Jellyband’s inn, The Fisherman’s Rest, may serve a symbolic function. Readers may choose to view the Scarlet Pimpernel as a “fisherman” who “catches” those aristocrats from the turbulent “seas” of the Reign of Terror. Jellyband is, in and of himself, a symbolic embodiment of the British pride that animates the Pimpernel’s heroics: we are told he is representative of “every self-respecting innkeeper in Great Britain” (p. 18). Of course, Jellyband’s patriotism is not without its darker side (as discussed in the Analysis). He and his inn can thus symbolize the best and the worst of national pride.
The arrangement of Marguerite and Sir Percy’s chambers symbolizes in a physical way their emotional relationship—or, at least in the novel’s earlier portion, their lack thereof. We learn that Percy and Marguerite occupy separate chambers in Richmond, their elegant Tudor home, “well divided from each other by the whole width of the house, as far apart as their own lives had become” (p. 122). Furthermore, the sparse and neat interior arrangement of Sir Percy’s rooms corresponds to the strict, discreet way he has arranged to conceal his true activities from the general public, as well as his wife.

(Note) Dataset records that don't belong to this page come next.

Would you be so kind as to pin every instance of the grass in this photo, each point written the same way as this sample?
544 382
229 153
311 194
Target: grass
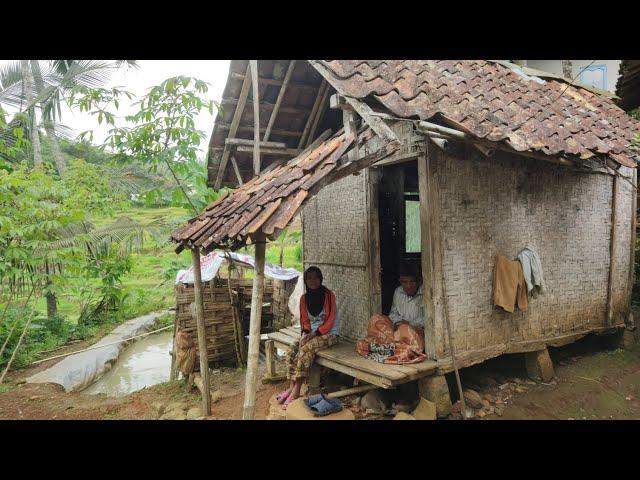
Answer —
149 286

Masks and disguises are another dominant metaphor in the novel, mainly in the fact that the Scarlet Pimpernel adopts various disguises—an old woman driving a cart; Benjamin Rosenbaum the Jew; and the foppish, foolish Sir Percy—in order to accomplish his real work. Even when he is ostensibly unmasked, he is masked. In Chapter XVI, for example, we see he is able to don a mask without benefit of literal, physical costume. “The lazy, good-natured face looked strangely altered,” for example, when Marguerite pleads the love of her brother (p. 126); “Sir Percy’s face had become a shade more pale; and the look of determination and obstinancy appeared more marked than ever between his eyes” (p. 129)—the shift in his countenance as he resolves, within himself, to protect Armand. Even the couple’s approach to Richmond has to do with “masking”: the semi-darkness of the night “masks” (not Orczy’s word, but true nevertheless) the way Marguerite usually sees her husband—Percy’s “face in the moonlight looked singularly earnest, and recalled to Marguerite’s aching heart those happy days of courtship, before he had become the lazy nincompoop, the effete fop, whose life seemed spent in card and supper rooms” (p. 121). Even the way Percy drives the bay horses can be seen as a “slippage” of his mask, telegraphing to attentive readers a hint of his truly adventurous spirit: “To-night he seemed to have a very devil in his fingers, and the coach seemed to fly along the road, beside the river” (p. 120).